With Covid-19 vaccines widely available in the province, it decided to focus on other health issues by removing most Covid-19 public health measures starting in late July 2021.

Almost 66 percent of people in Alberta have received at least one dose of a Covid-19 vaccine.

Boyden said that the Court decision regarding the subpoena was a "preliminary technical matter. It was argued that Dr Hinshaw did not have any material evidence to provide that would be relevant to the matters to be decided at trial.
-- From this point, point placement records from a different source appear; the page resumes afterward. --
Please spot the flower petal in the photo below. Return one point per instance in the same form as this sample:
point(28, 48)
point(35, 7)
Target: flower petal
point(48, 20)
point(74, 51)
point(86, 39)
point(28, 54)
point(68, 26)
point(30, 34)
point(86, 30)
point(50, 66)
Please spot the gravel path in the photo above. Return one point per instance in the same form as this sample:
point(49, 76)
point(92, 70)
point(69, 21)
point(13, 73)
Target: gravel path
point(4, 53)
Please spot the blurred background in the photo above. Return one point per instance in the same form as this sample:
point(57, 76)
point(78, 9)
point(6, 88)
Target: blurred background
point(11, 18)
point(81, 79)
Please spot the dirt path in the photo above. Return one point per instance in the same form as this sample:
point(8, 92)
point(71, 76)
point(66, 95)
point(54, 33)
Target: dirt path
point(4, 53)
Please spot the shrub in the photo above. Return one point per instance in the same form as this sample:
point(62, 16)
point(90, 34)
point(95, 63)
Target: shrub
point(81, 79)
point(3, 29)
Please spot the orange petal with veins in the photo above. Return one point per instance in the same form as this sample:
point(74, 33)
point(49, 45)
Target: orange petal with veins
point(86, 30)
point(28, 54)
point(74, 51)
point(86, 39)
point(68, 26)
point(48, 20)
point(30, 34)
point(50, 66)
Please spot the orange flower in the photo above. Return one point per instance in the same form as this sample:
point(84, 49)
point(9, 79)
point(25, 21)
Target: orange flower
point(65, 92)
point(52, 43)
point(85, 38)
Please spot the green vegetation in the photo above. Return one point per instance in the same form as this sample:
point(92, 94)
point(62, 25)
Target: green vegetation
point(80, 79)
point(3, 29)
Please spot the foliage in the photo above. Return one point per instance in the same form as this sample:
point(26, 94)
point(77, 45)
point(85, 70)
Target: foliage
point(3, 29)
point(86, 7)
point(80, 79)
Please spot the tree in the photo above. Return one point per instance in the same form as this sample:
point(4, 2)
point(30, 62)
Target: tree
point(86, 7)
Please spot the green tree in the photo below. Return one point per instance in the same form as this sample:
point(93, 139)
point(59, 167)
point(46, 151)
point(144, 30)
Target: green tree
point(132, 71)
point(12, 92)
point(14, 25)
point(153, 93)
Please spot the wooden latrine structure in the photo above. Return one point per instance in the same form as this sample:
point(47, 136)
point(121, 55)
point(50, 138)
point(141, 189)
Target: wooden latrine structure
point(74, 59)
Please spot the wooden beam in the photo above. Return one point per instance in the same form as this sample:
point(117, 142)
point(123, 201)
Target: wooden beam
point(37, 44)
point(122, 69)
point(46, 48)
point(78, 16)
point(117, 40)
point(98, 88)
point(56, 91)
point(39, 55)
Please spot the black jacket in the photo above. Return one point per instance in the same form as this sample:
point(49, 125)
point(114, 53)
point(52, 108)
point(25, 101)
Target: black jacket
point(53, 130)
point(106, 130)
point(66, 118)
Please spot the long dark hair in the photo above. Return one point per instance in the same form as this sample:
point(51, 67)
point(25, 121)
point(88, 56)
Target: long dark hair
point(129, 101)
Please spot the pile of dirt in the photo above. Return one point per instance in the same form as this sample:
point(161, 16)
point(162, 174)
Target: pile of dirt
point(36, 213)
The Court decided to quash the subpoena."

The court document used as "proof" by King says that "the subpoena is technically deficient" and that "Mr King has no evidence showing that the evidence sought from the CMOH (Chief Medical Officer of Health) is likely to be material to the Provincial Court proceeding." No mention of SARS-CoV-2 is made.

Boyden also said: "Mr King was ultimately found guilty of the offence at trial and sentenced to pay a fine."

In an August 6, 2021 video, King himself emphasized that he did not win the court case.

Screenshot of a BitChute video taken on August 10, 2021

"I'm not responsible for what another broadcaster puts on as their title," he says at 2:15 minute mark in the video, when asked about the "Stew Peters Show" video.

AFP Fact Check previously debunked the false claim that the Supreme Court of Canada was hearing a case about Covid-19 "crimes," and that Covid-19 public health measures had been "revoked."